There will be hidden treasures aplenty, including everything from the Plaza Club — a swank 19th-floor hideout that became Sinatra’s private playground whenever he stayed at the Sands. Chandeliers ($4,250), a marble and wood bar, and leather chairs are among the furnishings from the club that are expected to go quickly.

Rocky Merrill, a maintenance worker for 25 of the Sands’ 26 years, did custom work for The Chairman of the Board during several of Ol’ Blue Eyes’ stints there.

‘He was really private,’ Merrill recalled. ‘We took a whole floor and I had to cut doors between each room so he could walk from one end of the floor to another where his people were, without having to go into the hallway.’

‘He asked for it, he got it,’ Merrill said.

All told, about $1.5 million worth of merchandise is being sold off, from $1 towels and linens to the giant red velvet curtain that rose and fell on acts at The Copa Room, which could fetch $5,000 to $10,000.

The sale is not an auction; each item is tagged with an assigned price, and buyers have to cough up an additional 10 percent ‘buyers’ premium.’ The sale will continue until everything is sold.

The Sands opened as the Brighton Hotel & Casino in August 1980. Within a year, it was sold and renamed the Sands. In the 1980s it became a hub for by-then aging Rat Packers and in the early ’90s was among the first Atlantic City casinos to offer poker.
But the sands of time were running out for the Sands by 2003 when The Borgata Hotel Casino & Spa opened, bringing with it restaurants from big-name chefs, pulsing nightclubs and upscale shopping — and no drop-off zones for buses.

The trend toward Las Vegas-style destination resorts moved away from the buffets and bus terminals for blue-haired old ladies that places like the Sands offered. Last September, mogul Carl Icahn, who owned the Sands for six years, sold it to Pinnacle Entertainment, which closed it down in November.

Before the building is imploded this fall, everything has to be cleared out. The gambling equipment has all been transferred to other Pinnacle casinos except for the chips, which will be destroyed in a few weeks.

The sale includes 200 television sets, priced as low as $89; the marble bar and four stools from the posh Hollywood Suite (just under $2,000); the room’s king-size canopy bed ($2,250) and its whirlpool bath with waterfall jets ($1,495).
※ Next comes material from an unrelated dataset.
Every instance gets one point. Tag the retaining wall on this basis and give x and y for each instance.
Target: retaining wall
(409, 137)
Brass Champagne buckets go for $175, a light-up ceiling sign that reads ‘CRAPS’ sells for $95, and a high-backed dining room chair that seems more appropriate for a beach house than a glitzy casino is tagged at $65. Vinyl lounge chairs are $145 each.

Then there are thousands of pieces of kitchen and restaurant equipment, including plates, glasses, baking trays and serving racks. The drums from the Copa Room’s house band must go, along with hundreds of high-powered color stage lights.

Even the huge dressing room mirror into which Sinatra peered before each show, and the in-house speaker box through which an assistant called him to the stage will be sold.

So, too, will the fully functional window that Rosemary Clooney insisted be installed in her room as a condition of her performing there, and the steam room that Don Rickles demanded be built for him, Merrill said.

Even the huge gambling icons on the Sands’ facade, such as the giant logo, the ‘777’ slot machine panel, and yellow gambling chips are for sale. But bring your own construction crew to pry them loose.